De la unión de un árabe perdido en España y de una española demasiado "hospitalaria" nació una niña de ojos aceitunados y tez morena. Su madre la llamó Eva (un nombre que forma parte de la ironía de su vida, de la cual en este momento no sabe nada, pero de la que algún día se reirá y/o despreciará). A causa de su apariencia tan diferente, Eva era víctima de miradas y rumores. La "hospitalidad" de su madre era famosa, y ella era la prueba viviente que los vecinos necesitaban. Sin embargo, Eva luchaba por ganarse un lugar en la sociedad que tanto la repudiaba, y a tan corta edad, trataba de hacer amigos y lloraba cada vez que el niño al que acababa de conocer la rechazaba por órdenes de su madre. Eva no entendía, y mamá hacía poco por explicarle por que las mamás de los otros niños la veían de esa forma y se alejaban de ella como si apestara.
Y luego, mamá murió. Un virus, se dijo. Sin cura ni tratamiento, dijeron. Sólo se fue apagando hasta acabarse. Eva tenía 6 años.
Llevada por las circunstancias a un orfanato, Eva creció sin amor, sin hogar y sin familia. Pronto sería una adolescente y no tenía una figura que la orientara en los peores años de su vida.
Y entonces, la adoptaron.
Catalina, Roberto, y el joven Diego formaban una de las familias más ricas de la ciudad. De unos 40 años, Catalina era una mujer arrogante, de cabello rubio platinado siempre peinado perfectamente en un elegante moño francés. Sin un cabello fuera de lugar, siempre bien maquillada, ataviada en trajes sastres y vestidos confeccionados exclusivamente para su uso, y siempre perfectamente combinada. Los pequeños lentes de lectura apenas completaban su estirado retrato. De ella salían las órdenes, y debían acatarse al pie de la letra, a riesgo de una fuerte reprimenda si sucedía lo contrario.
Roberto, por otro lado, parecía el marido perfecto. Alto, en su juventud parecía haber sido bastante apuesto. Ahora, cumplidos más de 50 años, su porte evidenciaba lo perdido por la edad. Su voz profunda le confería autoridad, y sus 1.90 metros de estatura le daban ese aire de grandeza y poderío que todos temían fuera de la familia. Pero dentro, era tan sólo un enclenque cumplelo-todo siempre dispuesto a satisfacer a su mujer en todo lo que pidiera, a pesar de que ella no los satisficiera a él. Roberto no era la excepción a la regla que dice que las apariencias engañan.
Y luego estaba Diego. Dieguito Mendoza, el hijo único de Catalina y Roberto, malcriado hasta la médula y con ese aire de superioridad heredado de su madre multiplicado a la décima potencia. Un bueno-para-nada viviendo a costa de sus padres, esperando heredar una fortuna, además del puesto de Roberto en el gobierno. De apenas 19 años, ya tenía el futuro solucionado y el mundo a sus pies. En el lugar correcto para pisotearlo.

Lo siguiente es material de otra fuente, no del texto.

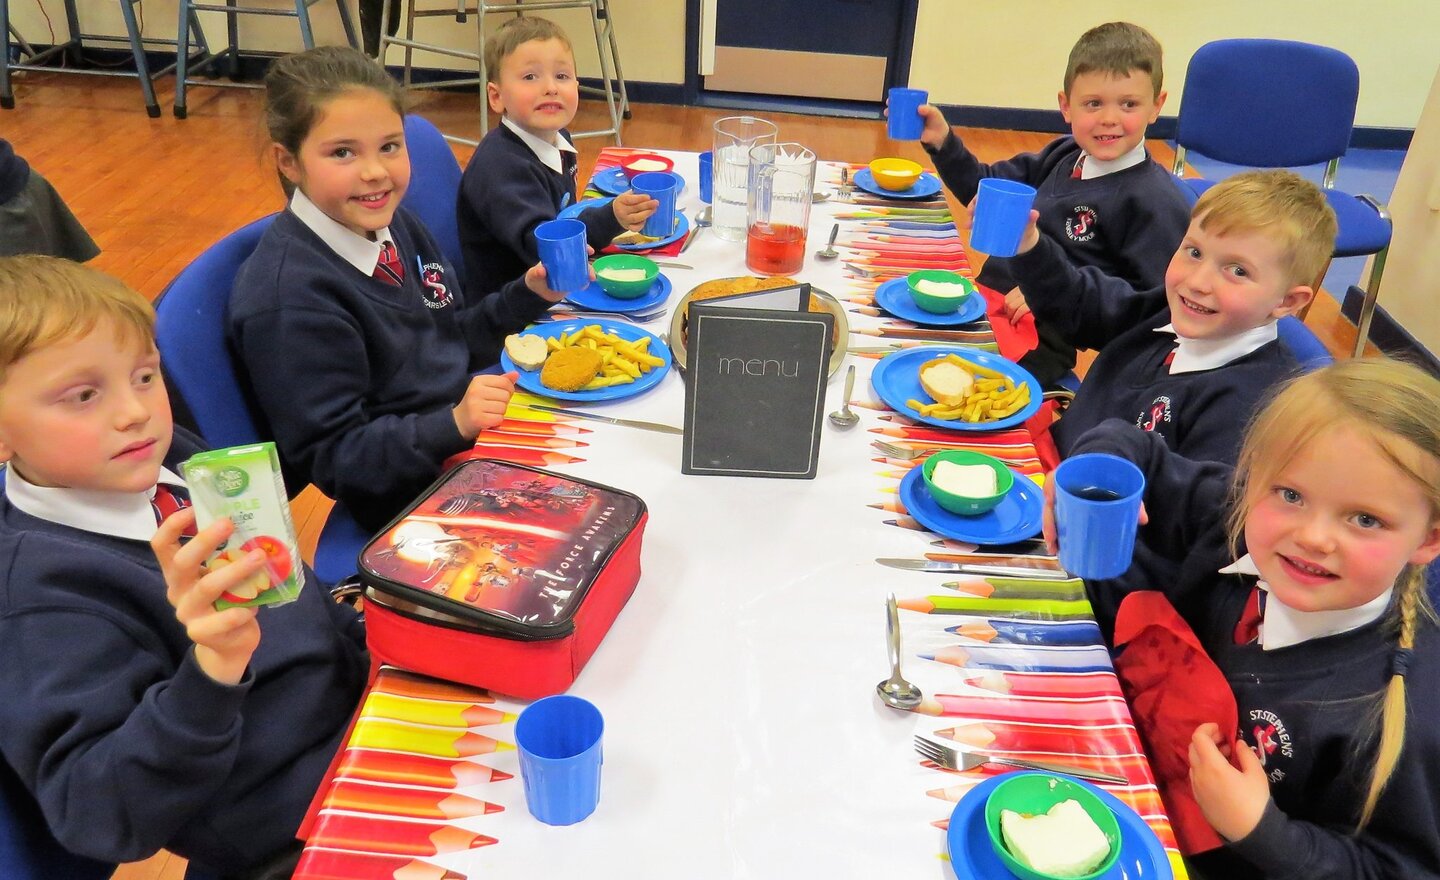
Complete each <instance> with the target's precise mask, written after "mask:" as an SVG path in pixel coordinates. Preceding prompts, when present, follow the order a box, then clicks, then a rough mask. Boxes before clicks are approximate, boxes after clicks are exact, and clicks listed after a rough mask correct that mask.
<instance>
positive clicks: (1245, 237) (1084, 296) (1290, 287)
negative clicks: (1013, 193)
mask: <svg viewBox="0 0 1440 880" xmlns="http://www.w3.org/2000/svg"><path fill="white" fill-rule="evenodd" d="M1034 217H1035V212H1031V225H1030V228H1028V229H1027V230H1025V236H1024V239H1022V241H1021V243H1020V252H1018V253H1017V255H1015V256H1014V258H1012V259H1011V261H1009V271H1011V272H1014V277H1015V278H1017V279H1018V281H1020V284H1021V287H1022V288H1024V289H1025V300H1027V301H1028V302H1030V307H1031V308H1034V310H1035V315H1037V317H1040V318H1041V320H1044V321H1047V323H1048V324H1050V325H1053V327H1054V328H1056V330H1057V331H1058V333H1060V334H1061V336H1063V337H1064V338H1066V340H1067V341H1070V343H1071V344H1074V346H1077V347H1084V349H1096V350H1099V351H1100V354H1099V357H1096V360H1094V363H1093V364H1092V366H1090V370H1089V372H1087V373H1086V377H1084V382H1083V383H1081V386H1080V392H1079V393H1077V395H1076V399H1074V402H1073V403H1071V405H1070V408H1068V409H1067V410H1066V413H1064V416H1063V418H1061V419H1060V421H1058V422H1056V425H1054V428H1053V435H1054V439H1056V446H1057V448H1058V451H1060V455H1061V458H1064V457H1068V455H1070V454H1071V446H1073V445H1074V441H1076V438H1077V436H1080V435H1081V434H1084V432H1086V431H1089V429H1090V428H1093V426H1094V425H1099V423H1100V422H1102V421H1104V419H1125V421H1128V422H1132V423H1135V425H1139V426H1140V428H1143V429H1145V431H1152V432H1155V434H1159V435H1161V436H1164V438H1165V444H1166V446H1168V448H1171V449H1172V451H1175V452H1176V454H1179V455H1182V457H1185V458H1191V459H1197V461H1205V459H1208V461H1221V462H1227V464H1233V462H1234V461H1236V454H1237V452H1238V448H1240V438H1241V434H1243V432H1244V426H1246V422H1247V421H1248V419H1250V415H1251V412H1253V410H1254V408H1256V405H1257V402H1259V400H1260V399H1261V398H1263V396H1264V395H1266V392H1267V390H1269V389H1270V387H1272V386H1273V385H1276V383H1277V382H1280V380H1282V379H1284V377H1287V376H1290V374H1292V373H1293V372H1295V370H1296V369H1297V364H1296V362H1295V357H1293V356H1292V354H1290V351H1289V349H1286V347H1284V344H1283V343H1282V341H1280V340H1279V337H1277V330H1276V320H1279V318H1280V317H1283V315H1287V314H1295V313H1297V311H1299V310H1300V308H1303V307H1305V305H1306V304H1308V302H1309V301H1310V298H1312V297H1313V295H1315V289H1313V285H1315V282H1316V279H1318V278H1319V277H1320V272H1322V271H1323V269H1325V266H1326V265H1328V264H1329V259H1331V252H1332V251H1333V248H1335V229H1336V226H1335V212H1333V210H1331V207H1329V205H1328V203H1326V200H1325V194H1323V193H1322V192H1320V190H1319V189H1318V187H1316V186H1315V184H1312V183H1309V181H1306V180H1303V179H1302V177H1299V176H1297V174H1295V173H1292V171H1247V173H1243V174H1236V176H1234V177H1230V179H1227V180H1224V181H1223V183H1220V184H1217V186H1215V187H1212V189H1211V190H1208V192H1207V193H1205V194H1204V196H1202V197H1201V199H1200V202H1197V203H1195V210H1194V213H1192V216H1191V222H1189V229H1188V230H1187V232H1185V238H1184V241H1182V242H1181V246H1179V249H1178V251H1175V252H1174V256H1172V258H1171V261H1169V268H1168V269H1166V271H1165V284H1164V285H1158V287H1155V288H1151V289H1135V288H1133V287H1132V285H1129V284H1126V282H1125V281H1120V279H1119V278H1115V277H1112V275H1107V274H1104V272H1103V271H1100V269H1097V268H1094V266H1076V265H1074V264H1073V262H1071V261H1070V259H1067V256H1066V253H1064V251H1063V249H1061V246H1060V245H1058V243H1057V242H1056V241H1054V239H1053V238H1050V236H1044V235H1040V232H1038V230H1037V229H1035V222H1034Z"/></svg>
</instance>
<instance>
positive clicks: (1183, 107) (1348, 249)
mask: <svg viewBox="0 0 1440 880" xmlns="http://www.w3.org/2000/svg"><path fill="white" fill-rule="evenodd" d="M1358 98H1359V68H1356V66H1355V62H1354V60H1352V59H1351V58H1349V56H1348V55H1345V53H1344V52H1341V50H1338V49H1331V48H1328V46H1316V45H1312V43H1299V42H1293V40H1260V39H1238V40H1215V42H1212V43H1205V45H1204V46H1201V48H1200V49H1198V50H1197V52H1195V55H1194V56H1192V58H1191V60H1189V66H1188V68H1187V71H1185V92H1184V95H1181V104H1179V120H1178V125H1176V130H1175V145H1176V148H1175V166H1174V171H1175V174H1176V176H1181V174H1184V170H1185V153H1187V151H1189V150H1194V151H1195V153H1200V154H1201V156H1207V157H1210V158H1214V160H1218V161H1224V163H1230V164H1237V166H1248V167H1260V169H1293V167H1302V166H1315V164H1320V163H1325V177H1323V180H1322V183H1320V186H1322V187H1323V189H1325V196H1326V199H1329V203H1331V207H1333V209H1335V216H1336V219H1338V220H1339V235H1338V236H1336V241H1335V256H1365V255H1369V253H1374V255H1375V259H1374V261H1372V264H1371V272H1369V279H1368V281H1367V282H1365V297H1364V301H1362V304H1361V314H1359V333H1358V334H1356V340H1355V354H1356V356H1358V354H1359V353H1361V351H1362V350H1364V347H1365V340H1367V337H1368V336H1369V323H1371V318H1372V315H1374V313H1375V300H1377V297H1378V295H1380V279H1381V275H1382V274H1384V271H1385V255H1387V253H1388V251H1390V233H1391V222H1390V212H1388V210H1387V209H1385V206H1384V205H1381V203H1380V202H1378V200H1377V199H1374V197H1372V196H1367V194H1358V196H1352V194H1349V193H1345V192H1341V190H1338V189H1335V176H1336V173H1338V171H1339V161H1341V157H1342V156H1345V150H1346V147H1348V145H1349V138H1351V131H1352V128H1354V125H1355V102H1356V99H1358ZM1184 183H1185V184H1187V187H1188V189H1189V190H1191V193H1194V196H1195V197H1198V196H1200V193H1202V192H1205V190H1207V189H1210V187H1211V186H1214V181H1210V180H1204V179H1189V177H1187V179H1185V180H1184Z"/></svg>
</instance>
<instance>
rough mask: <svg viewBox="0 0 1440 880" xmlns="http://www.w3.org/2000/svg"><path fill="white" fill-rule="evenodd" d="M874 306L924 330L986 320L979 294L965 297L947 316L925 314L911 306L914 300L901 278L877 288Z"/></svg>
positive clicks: (971, 295)
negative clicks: (965, 297)
mask: <svg viewBox="0 0 1440 880" xmlns="http://www.w3.org/2000/svg"><path fill="white" fill-rule="evenodd" d="M922 289H923V288H922ZM876 305H878V307H880V308H883V310H886V311H888V313H890V314H893V315H894V317H897V318H904V320H906V321H912V323H914V324H920V325H923V327H952V325H955V324H972V323H975V321H978V320H981V318H984V317H985V297H982V295H979V292H975V294H971V295H969V297H966V298H965V301H963V302H960V307H959V308H958V310H956V311H952V313H950V314H948V315H939V314H935V313H933V311H926V310H923V308H920V307H919V305H916V304H914V297H912V295H910V285H909V284H906V279H904V278H891V279H890V281H887V282H884V284H881V285H880V287H877V288H876Z"/></svg>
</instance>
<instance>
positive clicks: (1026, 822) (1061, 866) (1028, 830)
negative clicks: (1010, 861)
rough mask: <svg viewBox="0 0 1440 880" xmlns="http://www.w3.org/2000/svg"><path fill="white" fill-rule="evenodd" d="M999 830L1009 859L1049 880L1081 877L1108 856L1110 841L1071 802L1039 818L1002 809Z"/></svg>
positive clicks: (1087, 815)
mask: <svg viewBox="0 0 1440 880" xmlns="http://www.w3.org/2000/svg"><path fill="white" fill-rule="evenodd" d="M999 828H1001V837H1004V840H1005V848H1007V850H1009V854H1011V856H1014V857H1015V858H1017V860H1018V861H1021V863H1022V864H1027V866H1030V867H1031V868H1034V870H1037V871H1040V873H1043V874H1050V876H1051V877H1084V876H1086V874H1089V873H1092V871H1093V870H1094V868H1097V867H1100V863H1103V861H1104V860H1106V857H1109V856H1110V841H1109V840H1106V837H1104V832H1103V831H1100V827H1099V825H1096V824H1094V820H1092V818H1090V814H1087V812H1086V811H1084V807H1081V805H1080V802H1079V801H1076V799H1073V798H1071V799H1068V801H1061V802H1058V804H1056V805H1054V807H1051V808H1050V812H1047V814H1043V815H1021V814H1018V812H1015V811H1014V809H1002V811H1001V814H999Z"/></svg>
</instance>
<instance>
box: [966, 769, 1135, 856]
mask: <svg viewBox="0 0 1440 880" xmlns="http://www.w3.org/2000/svg"><path fill="white" fill-rule="evenodd" d="M1071 799H1073V801H1077V802H1079V804H1080V807H1081V808H1084V811H1086V812H1087V814H1089V815H1090V818H1092V820H1094V824H1096V825H1099V827H1100V832H1102V834H1104V838H1106V840H1107V841H1109V843H1110V854H1109V856H1107V857H1106V858H1104V861H1102V863H1100V867H1097V868H1094V870H1093V871H1090V873H1089V874H1084V876H1080V877H1074V879H1068V880H1096V879H1097V877H1100V876H1102V874H1104V873H1106V871H1109V870H1110V868H1112V867H1113V866H1115V860H1116V858H1119V856H1120V822H1119V821H1117V820H1116V818H1115V814H1113V812H1110V808H1109V807H1106V805H1104V802H1102V801H1100V798H1097V796H1094V792H1092V791H1090V789H1087V788H1086V786H1083V785H1080V784H1079V782H1076V781H1074V779H1070V778H1066V776H1057V775H1053V773H1009V775H1008V776H1007V779H1005V781H1004V782H1001V784H999V785H996V786H995V788H994V791H991V794H989V798H986V801H985V830H986V831H988V832H989V838H991V847H992V848H994V850H995V854H996V856H999V860H1001V861H1004V863H1005V867H1008V868H1009V870H1011V873H1014V874H1015V876H1017V877H1020V879H1021V880H1060V879H1057V876H1056V874H1045V873H1041V871H1037V870H1035V868H1032V867H1028V866H1025V864H1022V863H1021V861H1020V860H1018V858H1015V857H1014V856H1011V853H1009V848H1008V847H1005V837H1004V835H1002V834H1001V830H999V814H1001V811H1002V809H1014V811H1015V812H1022V814H1027V815H1037V814H1043V812H1050V808H1051V807H1054V805H1056V804H1060V802H1061V801H1071Z"/></svg>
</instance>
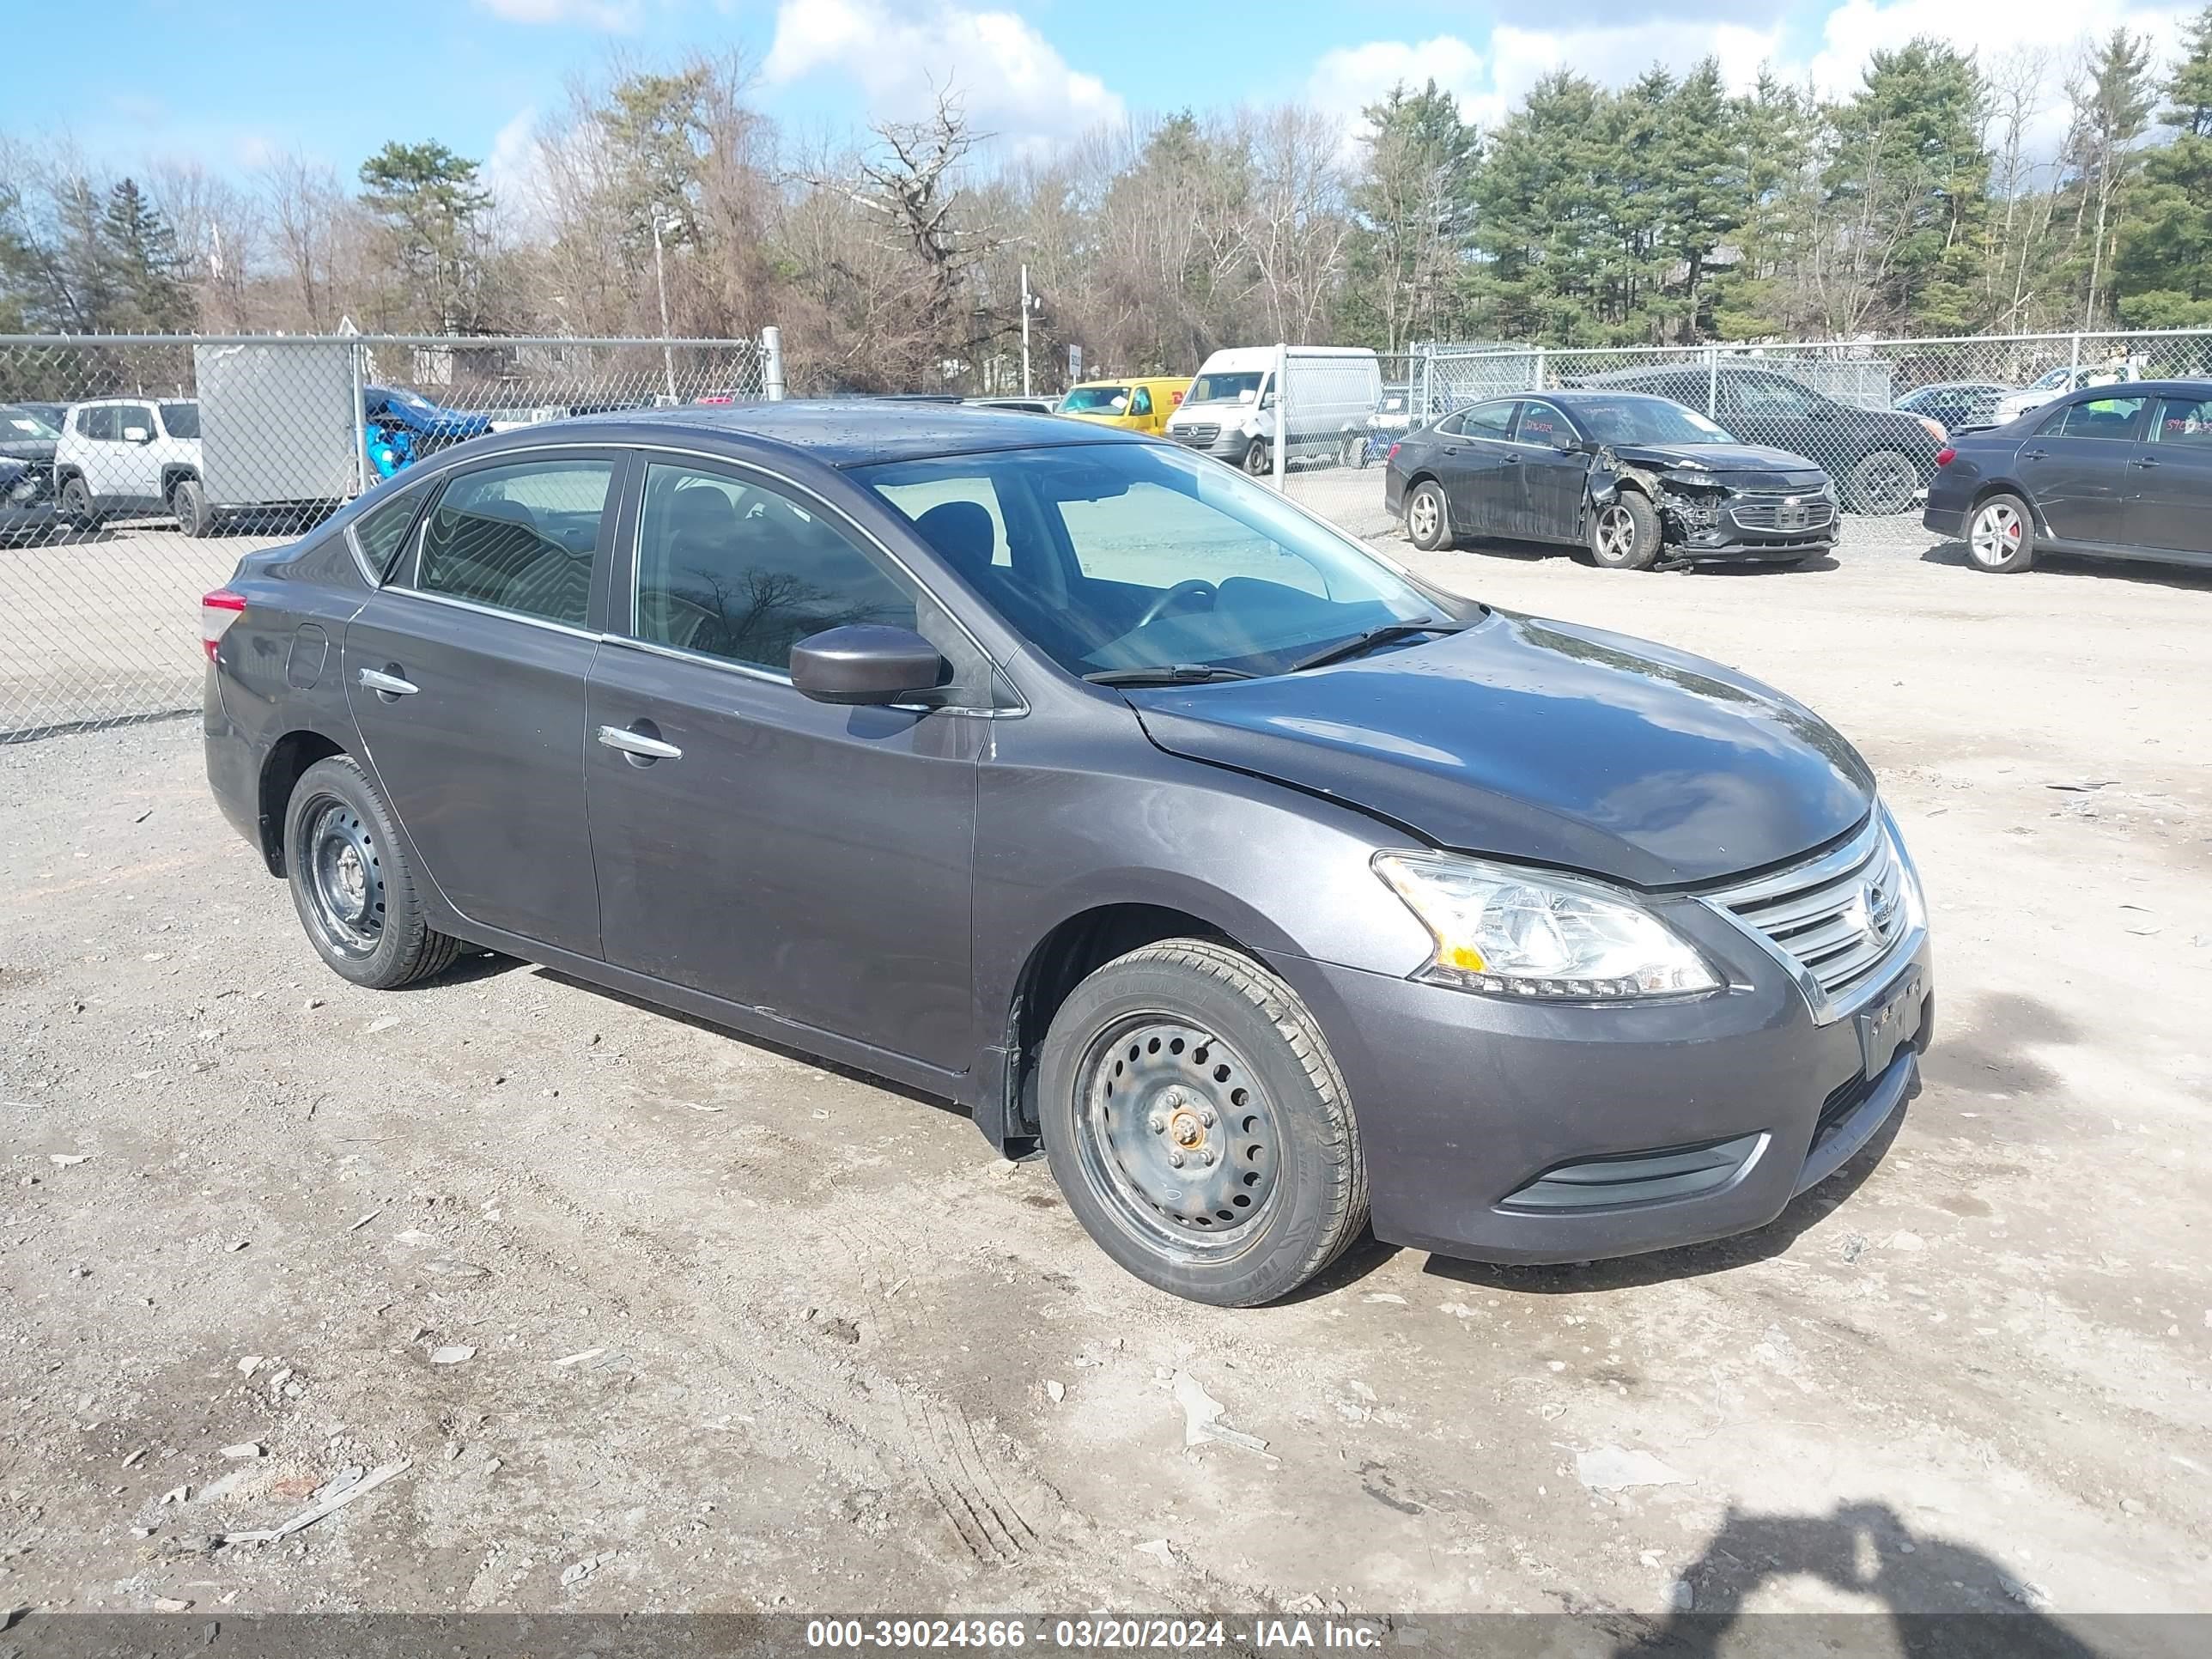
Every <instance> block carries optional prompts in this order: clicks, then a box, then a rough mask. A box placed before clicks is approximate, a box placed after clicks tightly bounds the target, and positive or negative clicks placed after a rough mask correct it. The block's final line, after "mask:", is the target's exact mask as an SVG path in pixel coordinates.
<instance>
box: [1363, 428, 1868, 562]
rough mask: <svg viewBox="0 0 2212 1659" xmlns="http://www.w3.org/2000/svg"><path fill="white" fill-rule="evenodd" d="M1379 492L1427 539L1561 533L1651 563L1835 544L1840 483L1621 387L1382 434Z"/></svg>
mask: <svg viewBox="0 0 2212 1659" xmlns="http://www.w3.org/2000/svg"><path fill="white" fill-rule="evenodd" d="M1383 495H1385V504H1387V507H1389V511H1391V513H1394V515H1398V518H1402V520H1405V533H1407V538H1409V540H1411V542H1413V546H1418V549H1422V551H1431V549H1438V546H1449V544H1453V542H1458V540H1471V538H1500V540H1520V542H1566V544H1579V546H1586V549H1588V551H1590V557H1593V560H1595V562H1597V564H1604V566H1608V568H1615V571H1648V568H1652V566H1674V564H1739V562H1763V564H1798V562H1803V560H1809V557H1814V555H1818V553H1827V551H1829V549H1832V546H1834V544H1836V489H1834V484H1832V482H1829V476H1827V473H1825V471H1820V467H1816V465H1814V462H1809V460H1805V458H1803V456H1792V453H1787V451H1781V449H1759V447H1754V445H1739V442H1736V440H1734V438H1732V436H1730V434H1728V431H1723V429H1721V427H1717V425H1714V422H1712V420H1708V418H1705V416H1701V414H1697V411H1694V409H1686V407H1681V405H1679V403H1672V400H1668V398H1650V396H1641V394H1630V392H1546V394H1544V396H1542V398H1537V396H1513V398H1491V400H1489V403H1475V405H1471V407H1467V409H1458V411H1455V414H1449V416H1444V418H1442V420H1438V422H1433V425H1429V427H1422V429H1418V431H1411V434H1407V436H1405V438H1402V440H1398V442H1396V445H1394V447H1391V451H1389V467H1387V471H1385V482H1383Z"/></svg>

La ciudad era pequeña y de escasos habitantes, pero los Mendoza cumplían con la función de ser la élite. Y serlo les costaba bastante. Ya habían pasado por docenas de empleadas y aún no encontraban una que cumpliera con sus exigencias en silencio y sin rebelarse.
- Contrata a una criada - le ordenó esa mañana doña Catalina a don Roberto.
- No tienes que contratar a nadie - le dijo al señor Mendoza Esteban Ramírez, otro alto mando en la política municipal.
- Habla, ¿cuál es tu plan?
- Adopta a una cualquiera. No te costará un salario, sólo alimentos y ropa de vez en cuando. Y no se rebelará. Además -y esto lo dijo como quien cuenta un secreto- son perfectas para satisfacer toda clase de necesidades... si es que me entiendes.
Toda clase de necesidades... repetía en su cabeza Roberto Mendoza a la hora de la cena. Esa parte estaba haciendo trizas su cabeza, además de otras partes de su cuerpo. ¿Cómo lo haré? ¿Aceptará? ¿Qué dirá? Todas esas preguntas se agolpaban en su mente, pero tenía que intentarlo.
- ¿Adoptar? ¿Estás seguro?
- Sería más barato y permanente.
- Pero sería como tener a una hermana, ¿no? Eso no me gusta.
- ¡Vamos, familia! Sería una empleada, aunque con nuestro apellido.
- Encárgate de eso, Roberto - fue la última palabra de Catalina.
Era como tener el camino libre para hacer su voluntad, y esto lo excitó.